The price of war

Today, Monday, May 29, our nation chooses to mark as the official Memorial Day. Consider what this day means.

Quite a few of our neighbors and some members of my family served in the military during and just after World War II. All but one of them survived and returned home. Star banners decorated many windows in our neighorhood, but only one bore a gold star. Roger Wallace, who served in the U.S. Marines, lived with his family a couple of blocks away from our Baltimore row house.  When he was killed in combat, word spread quickly, and the whole neighborhood mourned.

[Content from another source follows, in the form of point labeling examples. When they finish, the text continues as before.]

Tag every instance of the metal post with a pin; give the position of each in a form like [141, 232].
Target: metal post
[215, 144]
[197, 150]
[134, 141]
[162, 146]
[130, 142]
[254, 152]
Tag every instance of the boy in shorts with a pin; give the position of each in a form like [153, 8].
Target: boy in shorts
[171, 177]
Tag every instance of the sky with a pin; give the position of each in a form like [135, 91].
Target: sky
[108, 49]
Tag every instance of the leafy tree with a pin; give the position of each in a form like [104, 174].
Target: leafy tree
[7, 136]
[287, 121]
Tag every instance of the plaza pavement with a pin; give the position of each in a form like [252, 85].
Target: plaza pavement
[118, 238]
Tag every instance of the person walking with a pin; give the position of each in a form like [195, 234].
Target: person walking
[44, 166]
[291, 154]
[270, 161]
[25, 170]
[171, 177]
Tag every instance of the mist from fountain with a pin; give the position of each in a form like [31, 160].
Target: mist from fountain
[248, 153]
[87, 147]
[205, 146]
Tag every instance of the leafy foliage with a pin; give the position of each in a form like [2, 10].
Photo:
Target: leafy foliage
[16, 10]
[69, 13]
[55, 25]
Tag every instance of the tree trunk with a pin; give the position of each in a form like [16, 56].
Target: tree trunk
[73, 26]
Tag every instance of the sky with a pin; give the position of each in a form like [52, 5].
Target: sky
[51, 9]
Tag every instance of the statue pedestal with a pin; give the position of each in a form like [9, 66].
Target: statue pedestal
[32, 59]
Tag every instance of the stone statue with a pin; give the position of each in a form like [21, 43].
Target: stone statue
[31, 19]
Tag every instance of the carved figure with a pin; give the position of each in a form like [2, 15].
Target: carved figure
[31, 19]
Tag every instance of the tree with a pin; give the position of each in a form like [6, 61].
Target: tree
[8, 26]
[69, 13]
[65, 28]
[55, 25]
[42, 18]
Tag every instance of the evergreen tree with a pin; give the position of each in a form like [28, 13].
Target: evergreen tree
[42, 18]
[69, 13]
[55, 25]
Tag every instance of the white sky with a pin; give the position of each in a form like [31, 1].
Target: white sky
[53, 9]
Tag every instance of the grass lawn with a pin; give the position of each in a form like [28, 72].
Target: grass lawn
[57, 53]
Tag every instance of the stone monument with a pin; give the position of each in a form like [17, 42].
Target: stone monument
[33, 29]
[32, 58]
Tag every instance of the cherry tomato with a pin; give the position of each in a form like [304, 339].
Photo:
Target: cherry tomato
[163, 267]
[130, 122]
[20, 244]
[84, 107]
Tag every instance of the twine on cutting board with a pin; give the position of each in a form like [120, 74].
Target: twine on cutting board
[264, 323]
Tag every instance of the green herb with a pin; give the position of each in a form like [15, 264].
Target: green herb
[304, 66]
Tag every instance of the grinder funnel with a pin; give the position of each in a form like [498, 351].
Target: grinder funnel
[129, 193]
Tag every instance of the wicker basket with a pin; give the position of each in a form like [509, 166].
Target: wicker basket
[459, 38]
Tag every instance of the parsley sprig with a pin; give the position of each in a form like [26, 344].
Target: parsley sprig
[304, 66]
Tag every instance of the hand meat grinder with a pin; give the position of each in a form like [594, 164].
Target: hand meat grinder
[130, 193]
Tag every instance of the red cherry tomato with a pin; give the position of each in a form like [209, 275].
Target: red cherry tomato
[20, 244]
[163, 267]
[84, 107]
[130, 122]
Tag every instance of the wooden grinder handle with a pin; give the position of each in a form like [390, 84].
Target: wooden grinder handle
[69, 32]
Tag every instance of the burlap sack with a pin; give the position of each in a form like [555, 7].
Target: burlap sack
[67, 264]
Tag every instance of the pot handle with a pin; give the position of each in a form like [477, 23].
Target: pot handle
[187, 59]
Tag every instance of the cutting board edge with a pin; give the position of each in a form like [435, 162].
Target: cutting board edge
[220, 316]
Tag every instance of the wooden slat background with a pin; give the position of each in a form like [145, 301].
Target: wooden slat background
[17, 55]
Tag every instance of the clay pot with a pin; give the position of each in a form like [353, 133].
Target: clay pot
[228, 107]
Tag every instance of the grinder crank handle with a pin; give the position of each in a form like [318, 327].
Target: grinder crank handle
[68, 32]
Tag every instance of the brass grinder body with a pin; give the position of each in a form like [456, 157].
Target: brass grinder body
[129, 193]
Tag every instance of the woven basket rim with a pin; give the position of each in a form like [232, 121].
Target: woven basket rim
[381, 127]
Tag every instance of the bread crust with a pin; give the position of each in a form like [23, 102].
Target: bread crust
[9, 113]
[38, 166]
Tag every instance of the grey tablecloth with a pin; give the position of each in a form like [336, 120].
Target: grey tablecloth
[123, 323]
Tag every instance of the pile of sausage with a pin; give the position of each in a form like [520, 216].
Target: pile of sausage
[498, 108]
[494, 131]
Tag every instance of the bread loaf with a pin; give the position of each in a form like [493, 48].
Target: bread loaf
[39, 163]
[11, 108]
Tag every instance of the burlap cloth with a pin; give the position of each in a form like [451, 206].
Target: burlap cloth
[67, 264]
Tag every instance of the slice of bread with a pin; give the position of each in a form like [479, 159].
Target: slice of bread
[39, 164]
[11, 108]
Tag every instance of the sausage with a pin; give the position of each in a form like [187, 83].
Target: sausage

My cousin Richard Stewart served in the Navy on a mine sweeper in the Pacific. Dangerous work. When his ship arrived on California’s coast at war’s end, it looked like a sieve, He told his family. Blessed with a perpetual grin and a sense of humor to match it, Rich nevertheless turned serious when discussing his wartime experience.

My brother Jack joined the Army in 1947, just after the war. Assigned to the Signal Corps, he started out as a telephone lineman, then his assignment changed to special services photographer, and he was shipped to Okinawa, documenting U.S. forces’ efforts to mop up in the aftermath of fighting there that took place there. He returned, safely but afflicted with malaria, in 1950. Jack died in 2003. Richie Stewart passed away last year.

We all have memories of loved ones or friends who sacrificed their lives or their limbs as a result of war. Remembering them is fitting on this special day and all other days.  This is the least we can do to honor them and those who loved them. Love them still.

Many years after World War II, Betsy’s nephew lost both of his legs above the knee when his vehicle hit a road bomb in Iraq. Today, our nation’s troops are fighting in several places overseas. The madness continues. Will we ever learn?